Tuesday, June 24, 2008

Scandal: Catholics Being Catholics, Again

Breaking news! Catholics promoting the beliefs of Catholicism in a Catholic Church!

A rash of these types of stories broke out in the local media last fall. Now a press release from a gay activist group has the media crowding its front pages with more examples of this disturbing trend.

According to the Pioneer Press:

Officials with the Minneapolis-based Catholic Pastoral Committee on Sexual Minorities, a grass-roots coalition promoting acceptance of gays in the Catholic Church, see the action as an attack by Archbishop John Nienstedt, who took the helm of the archdiocese in May.

In an e-mail to supporters, committee co-founder David McCaffrey called the move "yet another volley of dehumanizing spiritual violence directed at LGBT persons and their families under Archbishop Nienstedt's reign of
homophobic hatred."


Ah, yeah. I suspect McCaffrey is also the founder of Catholic Pastoral Committee on Hyperbole and Hyperventilating.

BTW, this "spiritual violence" and "homophobic hatred" comes in the form of our fine new Archbishop affirming millennia old Catholic teaching on what constitutes mortal sin. That is, the behavior that can lead to separation from God. The avoidance of which is kind of the business the Catholic Church is in.

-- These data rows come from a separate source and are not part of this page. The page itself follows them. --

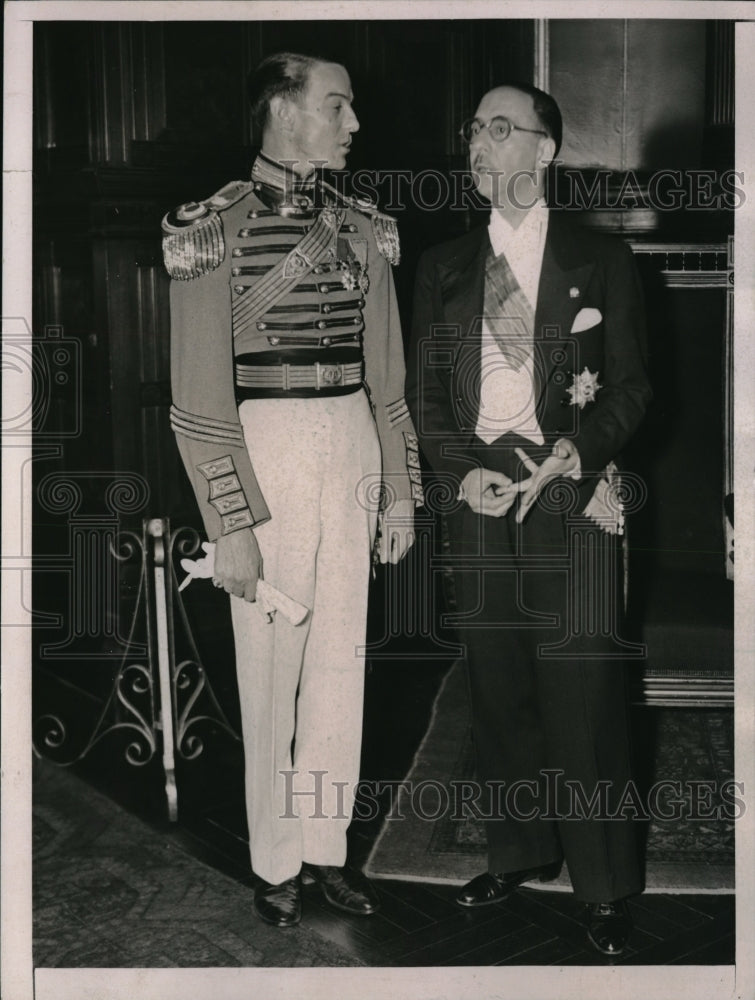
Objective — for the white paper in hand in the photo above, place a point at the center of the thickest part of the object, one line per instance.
(268, 598)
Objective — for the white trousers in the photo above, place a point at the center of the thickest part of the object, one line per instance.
(301, 687)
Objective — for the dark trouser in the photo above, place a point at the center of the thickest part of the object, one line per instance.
(539, 604)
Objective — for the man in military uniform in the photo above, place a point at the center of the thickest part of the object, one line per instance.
(287, 376)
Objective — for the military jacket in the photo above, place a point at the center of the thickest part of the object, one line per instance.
(235, 293)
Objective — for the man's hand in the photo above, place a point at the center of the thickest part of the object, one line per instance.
(397, 531)
(238, 563)
(489, 492)
(563, 461)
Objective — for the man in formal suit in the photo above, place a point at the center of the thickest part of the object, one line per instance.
(283, 313)
(526, 378)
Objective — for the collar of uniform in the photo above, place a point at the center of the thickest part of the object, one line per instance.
(277, 175)
(528, 236)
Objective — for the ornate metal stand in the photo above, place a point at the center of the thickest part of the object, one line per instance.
(156, 700)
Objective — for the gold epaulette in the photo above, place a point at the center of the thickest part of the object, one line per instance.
(193, 242)
(384, 227)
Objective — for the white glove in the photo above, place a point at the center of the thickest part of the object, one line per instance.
(268, 600)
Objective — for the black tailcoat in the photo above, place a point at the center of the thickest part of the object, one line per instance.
(538, 604)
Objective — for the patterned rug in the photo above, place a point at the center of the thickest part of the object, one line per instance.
(111, 891)
(683, 853)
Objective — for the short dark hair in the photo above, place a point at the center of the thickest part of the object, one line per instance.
(283, 74)
(545, 108)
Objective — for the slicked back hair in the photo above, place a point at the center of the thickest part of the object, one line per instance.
(284, 74)
(545, 108)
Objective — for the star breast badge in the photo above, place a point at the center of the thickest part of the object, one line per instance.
(584, 388)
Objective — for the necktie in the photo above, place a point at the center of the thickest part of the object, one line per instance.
(508, 312)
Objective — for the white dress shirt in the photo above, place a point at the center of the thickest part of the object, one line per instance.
(507, 397)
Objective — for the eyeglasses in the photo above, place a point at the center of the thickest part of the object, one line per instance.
(500, 128)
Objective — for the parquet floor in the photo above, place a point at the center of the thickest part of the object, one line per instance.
(418, 925)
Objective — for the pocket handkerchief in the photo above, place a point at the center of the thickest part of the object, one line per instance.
(586, 318)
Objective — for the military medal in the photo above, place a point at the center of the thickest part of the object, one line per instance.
(352, 263)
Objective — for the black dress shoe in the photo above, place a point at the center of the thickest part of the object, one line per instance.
(344, 888)
(489, 888)
(608, 926)
(279, 905)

So, instead of allowing a Catholic Church to host a "pride" event in the name of that behavior, the Church leadership went with what they actually profess to believe, as summarized by Nienstedt:

"Those who actively encourage or promote homosexual acts or such activity within a homosexual lifestyle formally cooperate in a grave evil and, if they do so knowingly and willingly, are guilty of mortal sin," he wrote in a November article in the archdiocese's paper, the Catholic Spirit.

This belief system is not news to anyone paying attention for the past several centuries. Which is why it's always surprising to me to see the Star Tribune, Pioneer Press, all the TV and radio news shows obediently cover these types of stories whenever the gay activist groups yank their chains.

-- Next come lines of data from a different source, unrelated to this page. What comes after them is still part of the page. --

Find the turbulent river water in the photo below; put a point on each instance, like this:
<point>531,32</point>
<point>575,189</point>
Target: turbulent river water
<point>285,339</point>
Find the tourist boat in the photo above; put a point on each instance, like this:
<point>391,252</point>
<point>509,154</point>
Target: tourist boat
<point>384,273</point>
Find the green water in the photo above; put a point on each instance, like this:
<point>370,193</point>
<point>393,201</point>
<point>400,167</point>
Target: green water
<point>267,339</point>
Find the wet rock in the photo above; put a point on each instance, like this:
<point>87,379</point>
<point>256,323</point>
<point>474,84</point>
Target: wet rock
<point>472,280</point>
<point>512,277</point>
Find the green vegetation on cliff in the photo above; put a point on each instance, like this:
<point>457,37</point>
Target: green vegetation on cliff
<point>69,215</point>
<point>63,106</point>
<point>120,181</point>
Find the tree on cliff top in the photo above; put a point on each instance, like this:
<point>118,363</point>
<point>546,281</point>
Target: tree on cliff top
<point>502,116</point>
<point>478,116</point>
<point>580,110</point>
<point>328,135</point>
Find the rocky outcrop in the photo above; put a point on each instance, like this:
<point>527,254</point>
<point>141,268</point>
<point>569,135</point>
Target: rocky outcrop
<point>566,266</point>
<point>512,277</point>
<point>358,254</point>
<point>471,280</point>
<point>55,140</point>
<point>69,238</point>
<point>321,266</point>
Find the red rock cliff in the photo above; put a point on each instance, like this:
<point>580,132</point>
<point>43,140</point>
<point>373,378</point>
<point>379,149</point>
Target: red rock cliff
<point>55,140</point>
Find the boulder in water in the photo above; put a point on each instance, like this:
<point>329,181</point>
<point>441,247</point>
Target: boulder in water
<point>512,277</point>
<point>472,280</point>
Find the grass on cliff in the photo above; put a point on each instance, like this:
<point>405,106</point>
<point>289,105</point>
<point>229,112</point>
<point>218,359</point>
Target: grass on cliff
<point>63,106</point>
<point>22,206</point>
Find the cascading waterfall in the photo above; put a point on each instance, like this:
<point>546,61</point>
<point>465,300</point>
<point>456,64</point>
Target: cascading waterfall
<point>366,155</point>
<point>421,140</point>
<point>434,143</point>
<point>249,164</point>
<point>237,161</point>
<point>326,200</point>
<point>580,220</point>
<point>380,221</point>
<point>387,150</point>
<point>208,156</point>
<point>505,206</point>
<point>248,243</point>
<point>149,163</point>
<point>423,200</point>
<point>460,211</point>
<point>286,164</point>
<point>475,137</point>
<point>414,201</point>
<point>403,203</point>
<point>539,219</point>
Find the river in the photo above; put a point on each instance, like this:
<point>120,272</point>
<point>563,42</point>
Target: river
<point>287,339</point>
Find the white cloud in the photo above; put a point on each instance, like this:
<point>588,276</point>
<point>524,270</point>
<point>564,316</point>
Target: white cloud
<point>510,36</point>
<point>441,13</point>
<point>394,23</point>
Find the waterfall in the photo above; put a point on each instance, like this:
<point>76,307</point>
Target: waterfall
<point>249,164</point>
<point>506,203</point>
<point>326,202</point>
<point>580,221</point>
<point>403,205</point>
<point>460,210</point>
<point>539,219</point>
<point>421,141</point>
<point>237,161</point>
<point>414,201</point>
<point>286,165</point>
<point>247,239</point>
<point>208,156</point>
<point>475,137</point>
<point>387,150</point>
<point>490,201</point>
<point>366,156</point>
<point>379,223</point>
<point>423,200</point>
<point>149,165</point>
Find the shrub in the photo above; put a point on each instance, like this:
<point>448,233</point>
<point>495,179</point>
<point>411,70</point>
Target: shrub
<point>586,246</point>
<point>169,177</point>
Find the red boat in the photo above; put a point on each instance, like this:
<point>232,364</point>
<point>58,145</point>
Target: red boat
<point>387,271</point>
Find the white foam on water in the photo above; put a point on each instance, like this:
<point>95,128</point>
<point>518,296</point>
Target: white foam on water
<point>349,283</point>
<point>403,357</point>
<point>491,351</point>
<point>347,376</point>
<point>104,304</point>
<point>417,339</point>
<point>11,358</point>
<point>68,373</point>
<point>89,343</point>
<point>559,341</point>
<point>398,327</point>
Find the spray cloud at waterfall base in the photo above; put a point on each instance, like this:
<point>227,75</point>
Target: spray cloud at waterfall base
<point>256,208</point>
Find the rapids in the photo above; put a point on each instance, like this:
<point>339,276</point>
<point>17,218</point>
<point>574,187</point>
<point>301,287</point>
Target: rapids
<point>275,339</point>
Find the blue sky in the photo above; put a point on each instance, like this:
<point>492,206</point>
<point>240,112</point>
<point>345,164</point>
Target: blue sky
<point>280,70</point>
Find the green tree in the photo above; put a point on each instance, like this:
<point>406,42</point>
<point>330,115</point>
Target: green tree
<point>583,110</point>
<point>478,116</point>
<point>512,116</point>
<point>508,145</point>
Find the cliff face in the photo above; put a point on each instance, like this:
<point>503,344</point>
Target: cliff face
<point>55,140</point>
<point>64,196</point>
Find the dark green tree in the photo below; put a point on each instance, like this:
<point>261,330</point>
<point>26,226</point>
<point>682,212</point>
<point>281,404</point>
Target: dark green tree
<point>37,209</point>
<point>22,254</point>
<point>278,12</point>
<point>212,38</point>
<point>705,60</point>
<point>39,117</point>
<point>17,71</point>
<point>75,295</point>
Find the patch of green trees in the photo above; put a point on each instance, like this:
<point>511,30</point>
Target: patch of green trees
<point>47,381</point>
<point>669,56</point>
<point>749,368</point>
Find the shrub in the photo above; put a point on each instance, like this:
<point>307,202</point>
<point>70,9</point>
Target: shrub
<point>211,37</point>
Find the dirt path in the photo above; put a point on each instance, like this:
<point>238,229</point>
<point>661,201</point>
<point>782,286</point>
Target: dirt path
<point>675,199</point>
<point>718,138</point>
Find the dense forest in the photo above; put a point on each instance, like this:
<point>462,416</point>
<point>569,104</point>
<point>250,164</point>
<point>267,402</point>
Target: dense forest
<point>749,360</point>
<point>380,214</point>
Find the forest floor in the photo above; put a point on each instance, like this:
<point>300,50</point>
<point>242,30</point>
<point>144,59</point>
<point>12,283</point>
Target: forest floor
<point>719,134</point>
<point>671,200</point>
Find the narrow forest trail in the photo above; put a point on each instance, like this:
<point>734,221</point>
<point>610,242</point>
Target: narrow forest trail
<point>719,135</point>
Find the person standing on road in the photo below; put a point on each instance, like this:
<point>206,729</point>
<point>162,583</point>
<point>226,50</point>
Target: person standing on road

To put it in terms a journalism school graduate might appreciate, the Catholic Church not hosting a Gay Pride event is dog bites man. It happens every day.

Now, a Catholic parish hosting these events, as apparently St. Joan of Arc in Minneapolis has been doing so for the past several years, is man bites dog (i.e., an unusual, infrequent event more likely to be reported as news than an ordinary, everyday occurrence).

Reasonably speaking, that is what should have been covered the past few years. Maybe some shock headlines, "Catholic Parish Hosting Gay Pride Event" followed by quotes from founders of obscure pressure groups for traditional values accusing the organizers of spiritual violence and Christophobic hatred. I submit to you this would be closer to reality for the overwhelming number of citizens these media outlets claim to serve than what we are getting now.

The papers and the radio stations vary in the fairness of their coverage this year. At best, they present both sides of the argument on how to interpret age old doctrine really not up for debate. But the most thoroughly dishonest portrayal comes from the new media. Here are excerpts from Doug Grow at the website MinnPost.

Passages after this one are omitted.